The contrast is striking to us, as the straightforward aims and strategies of Urban Renewal give way to the complexities of modern life. The university is investing a great deal of money on 53rd Street, and if the commercial viability of the street improves, there will be no question that its investment paid off. We cannot help but notice, however, the campus creep that seems to be tied into that investment.
The office building anchoring the Harper Court development means there will be a massive presence of administration personnel along 53rd Street. The incubator will also add more activity to the street, which is badly in need of it. As long as the retail integrity of the first floors of these buildings is maintained, these should be positive developments.
What would hamper revitalization of the street, however, would be storefronts turning into departmental offices. And while potential customers are a welcome addition to 53rd, we have to make sure that local business is there to welcome them. A street lined with chain stores may meet a consumer need, but it will not add to the overall economic health of Hyde Park.
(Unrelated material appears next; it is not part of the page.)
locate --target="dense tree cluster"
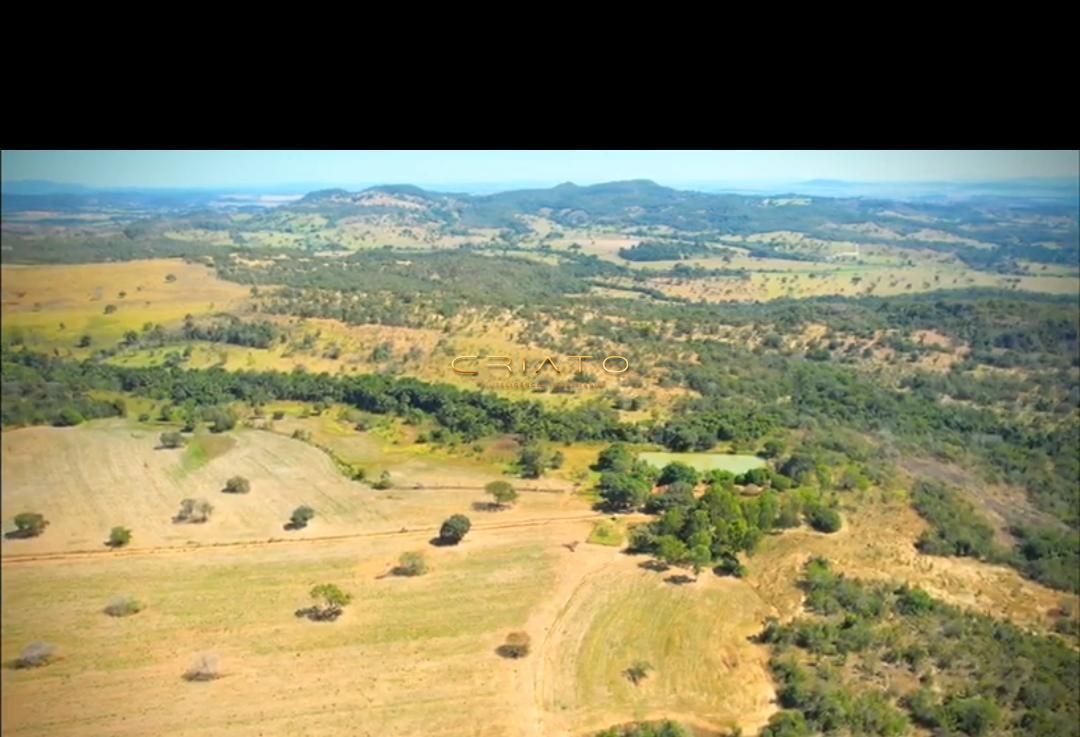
[760,559,1080,737]
[626,464,840,576]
The incubator’s presence on 53rd Street should be seen as a potentially valuable addition, along with the new office building on the corner. However, the vitality of the street will require a multiplicity of local owners of businesses and their patchwork of offerings. As the Chicago Innovation Exchange brings one dimension of modern life to 53rd Street, let’s not forget another: the growing realization of the need for local commerce for locally vibrant communities.